PARAMTERS USED: For Decision Tree, Max depth of tree =7,(To avoid overfitting) Min Samples in a leaf =50, Criterion = Gini Index and Class weightage ={yes:2,No:1} For SVM, Kelnel = RBF class weightage={yes:2.35,No:1} For Naive Bayesian, no parameters have been taken as input.

PROGRAM DESCRIPTION: Funcions: sampling(dataframe,percentage): returnes percentage% of the dataframe after sampling

	preprocess_word_to_num(dataframe):
		takes a dataframe as input and returnes a dataframe with all word class features mapped to numeric class features.
	      A simple Example:
		     if column=="y":
			df_copy[column]=df_copy[column].replace({"yes":1,"no":0})

	normalize(dataframe):
		Normalize all the numeric fearure data pts in the dataframe by
	      replacing xi with (xi - ū )/σ where, ū : feature mean, σ: feature standerd deviation. 

(N.B: NORMALIZATIO IS IMPORTANT SVM AS OTHERWISE IT SVM CANT CLUSTER THE DATA UNBAISEDLY) drop_column(dataframe,col): Drops unnecessary features from dataframe.

Clustering:
	The idea:
		Since most people spend according to their income,their agreeing to a term deposit depends greatly on monthly savings 				capability. In a consumer based economy,the savings of a person greatly varies on the price of daily necessary household 				items, employment and other economic conditions.Consumer price index, consumer confidence index,employment variation rate 				greatly estimate these factors.

	The clustering:
			Since the data is skewd with outcome results no:yes =(approx)9:1 we needed to do undersampling , but random 				undersamplingmay loose important data.So,we have divided the dataset on monthly  basis and measured  distance of each pair 				of data points based on taxi-cab metric,Thus data on consumer price index and other monthly and quarterly data are not lost.
		For every data point we have considered a 2 radius neighbourhood and if it contnains ≥ 4 pts in it then we have 			discarded all the points in that neighbourhood except the centre.
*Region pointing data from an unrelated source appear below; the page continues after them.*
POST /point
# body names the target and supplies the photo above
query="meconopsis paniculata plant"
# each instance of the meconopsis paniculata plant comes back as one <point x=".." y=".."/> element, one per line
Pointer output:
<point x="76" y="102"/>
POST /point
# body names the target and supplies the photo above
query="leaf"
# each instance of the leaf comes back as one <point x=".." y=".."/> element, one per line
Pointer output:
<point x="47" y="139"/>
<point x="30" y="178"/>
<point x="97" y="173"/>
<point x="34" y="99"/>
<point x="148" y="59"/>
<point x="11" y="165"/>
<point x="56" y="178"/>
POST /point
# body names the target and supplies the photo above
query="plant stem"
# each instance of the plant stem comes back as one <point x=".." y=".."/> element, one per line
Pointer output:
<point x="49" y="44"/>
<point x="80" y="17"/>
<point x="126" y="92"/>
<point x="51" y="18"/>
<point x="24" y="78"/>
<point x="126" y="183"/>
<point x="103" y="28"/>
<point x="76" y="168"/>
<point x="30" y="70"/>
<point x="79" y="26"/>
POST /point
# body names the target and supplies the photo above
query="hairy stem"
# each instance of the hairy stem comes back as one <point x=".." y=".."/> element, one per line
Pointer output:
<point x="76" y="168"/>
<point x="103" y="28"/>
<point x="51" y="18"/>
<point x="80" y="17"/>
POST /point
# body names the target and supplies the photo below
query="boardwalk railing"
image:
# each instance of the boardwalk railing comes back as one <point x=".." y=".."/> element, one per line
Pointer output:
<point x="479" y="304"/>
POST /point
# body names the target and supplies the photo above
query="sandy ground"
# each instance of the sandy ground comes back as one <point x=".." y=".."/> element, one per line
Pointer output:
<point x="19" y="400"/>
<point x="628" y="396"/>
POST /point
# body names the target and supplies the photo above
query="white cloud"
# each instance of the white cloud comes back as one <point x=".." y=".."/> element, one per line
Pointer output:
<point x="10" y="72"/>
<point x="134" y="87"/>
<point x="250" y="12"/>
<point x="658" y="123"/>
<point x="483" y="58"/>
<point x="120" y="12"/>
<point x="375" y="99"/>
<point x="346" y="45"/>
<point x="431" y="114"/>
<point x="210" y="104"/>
Since,this way of clustering is very premitive some 				centers are also getting deleted.But by taking the neighbourhood radius =2 we are not discarding any whole 				cluster.

(N.B: WHILE CLUSTERING WE HAVE USED ONLY DATA PTS WITH NEGATIVE OUTCOME SO THAT THE DATA SET BECOMES BLANCED)

   Dropping features:
	Have dropped some features that were not contributing more to the classification.

(N.B: DURATON HAS NOT BEEN DROPPED)

   Model fitting and cross validation:
	We have used sklearn.model_selection.cross_validate for cross validation of the different model trained.

OUTCOME: In decision tree we achived accuracy of ~ 0.87, recall ~ 0.82,precision ~ 0.63, fscore ~ 0.71 . In SVM we achived accuracy of ~ 0.87, recall ~ 0.83,precision ~ 0.6, fscore ~ 0.7 . In Naive bayesian we achived accuracy of ~ 0.81, recall ~ 0.63,precision ~ 0.51, fscore ~ 0.56. The detailed output is stored in: https://drive.google.com/drive/folders/1-c0UFsi4qBCb7fJ6qxstzZttHCa5sFon

CONCLUSION: The mdeels have used the "duration" feature,which implies this results can only be used as benchmarking on real-time predicting.